When presented with the question of right or wrong, what is it that proves to be the deciding factor for us? And how does this consideration change when it comes to the people we know, or even love? Are we ever capable of being objective? These are some of the questions explored in “Gargi.” She is a woman who is on a mission to prove the innocence of her father in a case. He is declared as one of the culprits after being identified by the victim, and the case against him seems watertight. But Gargi believes in his innocence, and not just because he is her father. She also knows him as the person who protected her against a similar danger when she was a child, and in her eyes, a protector could not be the perpetrator. Gargi’s reason for believing in Brahmanandam was love. And if that left any room for doubt, her previous experiences filled that up. Which is the reason she never asked her father, until the very end, what he was doing between 6 and 6.30 PM. And this is the exact reason she did not like her lawyer, Indraans, asking her father the same questions. Because of the respect she had for him due to her own past, she considered it offensive to bring them up. Her faith in his innocence was not objective or even based on solid evidence. It was colored by her own emotions and experiences.
When it came to the people who believed that he was guilty, their reasons for doing so were no different. Our legal system follows the principle of “innocent until proven guilty.” But that was not the case with the characters in the film. Everyone had their own motivations. The news channel that declared him as the culprit before the investigation was completed, did so for higher TRPs. The investigating officer was careless with his investigation as he got too invested in the case, to the point of losing his objective judgment. This is also the reason he missed the birth of his child. And the father of the victim just wanted justice for his child and to be able to lessen her pain as much as he could. Finally, the judgment of the general public, which upended Gargi’s entire life. They had no personal connection to the victim, yet there was an unprecedented anger towards Brahmanandam, and they were quick to condemn him even before the court’s judgment was passed. What was the cause of such a reaction?
Knowing what we do, we can tell that it is festering anger that has been in people for a long time now. Be it the pathetic state of women’s rights, the state of the country, or just the general environment of injustice, people know it all and are angry. Therefore, when they saw a chance for the deliverance of justice, they grabbed at it with all the latent anger of the years. Not a single person was being objective.

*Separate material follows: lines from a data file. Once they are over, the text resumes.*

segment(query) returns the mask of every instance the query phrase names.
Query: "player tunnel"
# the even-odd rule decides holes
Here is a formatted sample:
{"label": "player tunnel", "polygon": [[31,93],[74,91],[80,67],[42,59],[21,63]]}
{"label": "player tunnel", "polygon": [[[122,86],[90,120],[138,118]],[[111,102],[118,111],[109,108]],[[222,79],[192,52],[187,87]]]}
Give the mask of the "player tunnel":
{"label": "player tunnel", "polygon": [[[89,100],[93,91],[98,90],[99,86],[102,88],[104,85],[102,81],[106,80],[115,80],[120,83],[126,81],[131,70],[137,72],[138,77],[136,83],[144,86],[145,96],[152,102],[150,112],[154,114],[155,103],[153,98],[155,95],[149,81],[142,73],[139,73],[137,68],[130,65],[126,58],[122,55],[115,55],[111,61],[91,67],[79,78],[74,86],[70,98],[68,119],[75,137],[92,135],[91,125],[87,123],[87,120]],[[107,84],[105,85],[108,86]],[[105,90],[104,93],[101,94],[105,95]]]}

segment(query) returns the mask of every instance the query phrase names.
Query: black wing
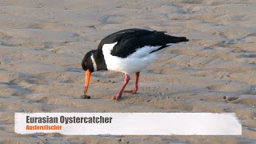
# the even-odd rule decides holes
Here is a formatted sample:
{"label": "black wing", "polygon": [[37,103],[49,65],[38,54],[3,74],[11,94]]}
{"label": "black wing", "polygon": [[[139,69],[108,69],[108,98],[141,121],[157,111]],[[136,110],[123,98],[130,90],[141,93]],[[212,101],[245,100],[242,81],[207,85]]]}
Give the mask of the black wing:
{"label": "black wing", "polygon": [[[149,31],[141,29],[128,29],[114,33],[103,38],[98,49],[102,49],[104,44],[110,44],[118,42],[111,51],[111,54],[121,58],[126,58],[137,49],[145,46],[162,46],[158,50],[168,46],[168,43],[177,43],[187,42],[185,37],[174,37],[160,31]],[[152,52],[154,52],[152,51]],[[152,53],[151,52],[151,53]]]}

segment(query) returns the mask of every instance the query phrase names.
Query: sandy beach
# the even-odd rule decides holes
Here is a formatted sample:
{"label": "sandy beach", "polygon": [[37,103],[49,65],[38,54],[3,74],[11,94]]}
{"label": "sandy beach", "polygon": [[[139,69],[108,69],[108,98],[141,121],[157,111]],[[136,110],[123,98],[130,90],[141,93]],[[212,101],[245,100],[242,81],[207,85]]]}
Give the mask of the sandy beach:
{"label": "sandy beach", "polygon": [[[256,142],[255,7],[254,0],[0,0],[0,143]],[[91,99],[80,99],[84,54],[128,28],[190,41],[141,71],[138,94],[112,100],[124,74],[100,71]],[[15,112],[230,112],[242,135],[22,135]]]}

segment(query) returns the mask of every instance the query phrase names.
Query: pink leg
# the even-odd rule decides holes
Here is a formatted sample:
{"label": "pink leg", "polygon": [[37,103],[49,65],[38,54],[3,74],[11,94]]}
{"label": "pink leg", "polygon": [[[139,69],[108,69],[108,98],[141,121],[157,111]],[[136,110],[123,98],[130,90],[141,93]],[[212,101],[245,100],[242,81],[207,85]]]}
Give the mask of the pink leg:
{"label": "pink leg", "polygon": [[130,80],[130,76],[127,74],[126,74],[124,83],[123,83],[120,91],[114,97],[113,97],[113,99],[118,100],[118,98],[122,96],[122,91],[125,89],[125,87],[126,86],[129,80]]}
{"label": "pink leg", "polygon": [[138,82],[139,72],[136,72],[136,80],[134,84],[134,88],[131,90],[125,90],[125,93],[132,93],[135,94],[138,91]]}

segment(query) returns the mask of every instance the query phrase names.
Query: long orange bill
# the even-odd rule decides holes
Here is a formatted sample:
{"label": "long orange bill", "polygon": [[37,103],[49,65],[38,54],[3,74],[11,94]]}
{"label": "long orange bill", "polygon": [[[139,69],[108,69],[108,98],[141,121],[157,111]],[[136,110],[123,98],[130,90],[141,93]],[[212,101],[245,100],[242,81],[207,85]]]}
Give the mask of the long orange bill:
{"label": "long orange bill", "polygon": [[85,75],[85,88],[84,88],[84,90],[83,90],[83,94],[84,95],[86,95],[86,93],[87,93],[87,90],[88,90],[88,87],[89,87],[89,82],[90,82],[90,71],[89,70],[87,70],[86,71],[86,75]]}

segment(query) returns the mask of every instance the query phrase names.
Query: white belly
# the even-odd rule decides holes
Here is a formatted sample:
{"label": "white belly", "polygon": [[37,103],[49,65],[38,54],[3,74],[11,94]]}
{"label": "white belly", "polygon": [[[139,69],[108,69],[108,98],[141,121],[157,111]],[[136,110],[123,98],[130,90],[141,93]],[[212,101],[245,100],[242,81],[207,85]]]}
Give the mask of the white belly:
{"label": "white belly", "polygon": [[117,42],[105,44],[102,47],[106,67],[109,70],[120,71],[126,74],[138,72],[146,67],[158,58],[158,51],[150,54],[161,46],[144,46],[127,58],[113,56],[110,52]]}

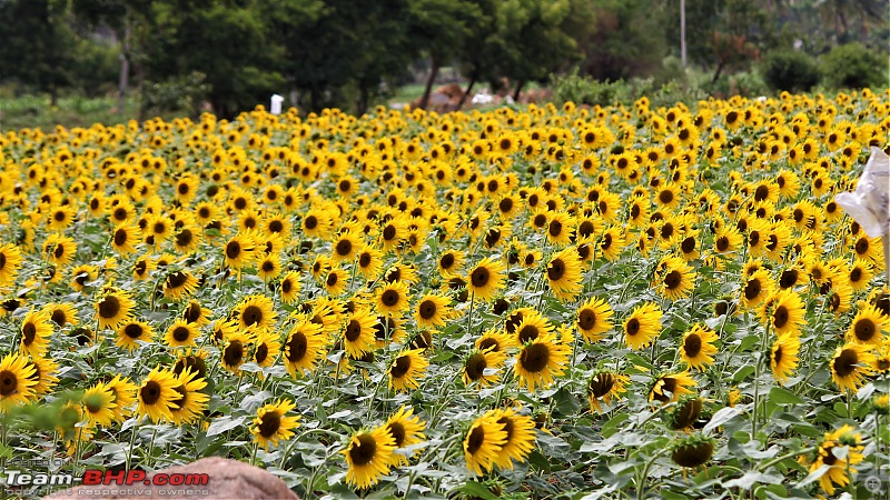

Let’s take another look at the case. The reason Brahmanandam was investigated was because he could not explain his whereabouts between 6 and 6.30 PM. And the victim recognized him during the identification parade. The victim’s testimony was temporarily dismissed because her statement had been given under the influence of a powerful drug and her father’s guidance. But at the very end, it was the unexplained time gap that was instrumental in discovering what had truly transpired. Therefore, what was the point of the case, to begin with? Maybe he should have gone straight to jail, as everyone wanted. However, justice is a little more complicated than that, and the ends do not justify the means.
It is imperative that guilt be established beyond a reasonable doubt because anything less than that is an insult not just to the victim, but a heartbreaking negligence of the severity of the crime. It is something to ponder over that, in an ideal world, justice would mean returning things to their original state, as if the wrong had never been committed. But in an ideal world, there would be no need for justice because nobody would ever commit a crime. This means that what exists in the real world is a careful mixture of retribution and reversal of the situation. That is exactly why there should be absolutely no room for doubt, which cannot happen if the judgment is not objective.
The judge in the said case was not just the person to decide the guilt or innocence of the accused, but also the only person who walked the fine line between emotion and logic, to do what was best for the victim. She was probably the only one who was capable of seeing the bigger picture and how each facet of it was intertwined with the other. “Gargi” teaches us that while our judgments cannot exist in a vacuum, it is imperative to not let them be colored by our emotions. Because justice is based on what happens, not what we believe should or could happen.